Pour en revenir à la mondialisation, qui est l’extension progressive de l’économie marchande à l’ensemble de la planète, on assiste à une évolution.

La conquête de l’Amérique entama la 1ère mondialisation, liée aux échanges avec une économie marchande marquée par la domination de quelques pays.

La 2ème mondialisation correspond à la période s’étendant entre la Révolution industrielle aux années 1950-70. Ce fut un régime d’accumulation dans le cadre de grands systèmes impériaux depuis le partage du monde à la conférence de Berlin en 1885. Il n’en reste aujourd’hui à la France que des « confettis d’empire » car la décolonisation signifia le début de la crise des grandes puissances occidentales. Une des solutions fut le recours à la CEE, car tant le BENELUX, que l’Italie, la France, puis le Royaume-Uni durent se replier sur le continent pour sauvegarder leurs logiques de puissance. La perte des marchés coloniaux a impliqué de trouver de nouveaux relais de pouvoirs.

Dans les années 1970, on a recherché de nouveaux modes d’accumulation. Apparaissent dans les années 1970-1975 aux Etats-Unis, les théories développées par Milton Friedmann à l’Ecole de Chicago. La révolution néo-conservatrice, menée par Ronald Reagan et Margareth Thatcher impose le libéralisme se traduisant par une série de dérégulations, un désengagement des Etats et en 2007, l’adoption des mesures novatrices par l’UE qui instaure un grand marché financier unifié.

L’objectif est de refonder la base du financement des Etats anglo-saxons, de placer le capital en position nodale dans les Etats et les économies. A partir des années 1980, il devient le pivot du système économique mondial.

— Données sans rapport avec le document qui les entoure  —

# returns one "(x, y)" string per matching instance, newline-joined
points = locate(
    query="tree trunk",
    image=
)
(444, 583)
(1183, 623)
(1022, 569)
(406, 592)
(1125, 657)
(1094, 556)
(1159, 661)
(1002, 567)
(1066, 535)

Ceci se traduit par l’excroissance du stock de capital financier, qui représentait entre 5 et 11 fois le PIB mondial en 2005 à la veille de la crise financière, avec un doublement du stock de capital tous les 10 ans.

Le marché d’actions, d’obligations est magnifié par l’invention de la titrisation et la vulgarisation de la spéculation sur les matières premières. Ces jeux financiers se traduisent par l’excroissance du stock de capital financier circulant pour produire une rente financière à l’échelle monde, en jouant sur les oppositions géographiques entre les taux, les monnaies, etc.

Pour pouvoir ponctionner l’économie réelle, il a fallu déréguler et prélever sur la production les montants nécessaires.

A partir des années 1990/2000, on constate dans les pays développés une stagnation du pouvoir d’achat des ménages, surtout des salariés dont la hausse du niveau de vie est fondée sur une forte montée de l’endettement. Cette société d’endettement généralisée présente une forte composante immobilière dans les pays anglo-saxons mais aussi dans les fonds de pension à cause des systèmes de retraite par capitalisation, des fonds placés en bourse qui disparaissent quand les bourses chutent. Depuis la crise, les retraités des Pays-Bas ont perdu 1/3 de leurs revenus et plus de 100 000 personnes de plus de 75 ans sont contraintes de travailler aux Etats-Unis.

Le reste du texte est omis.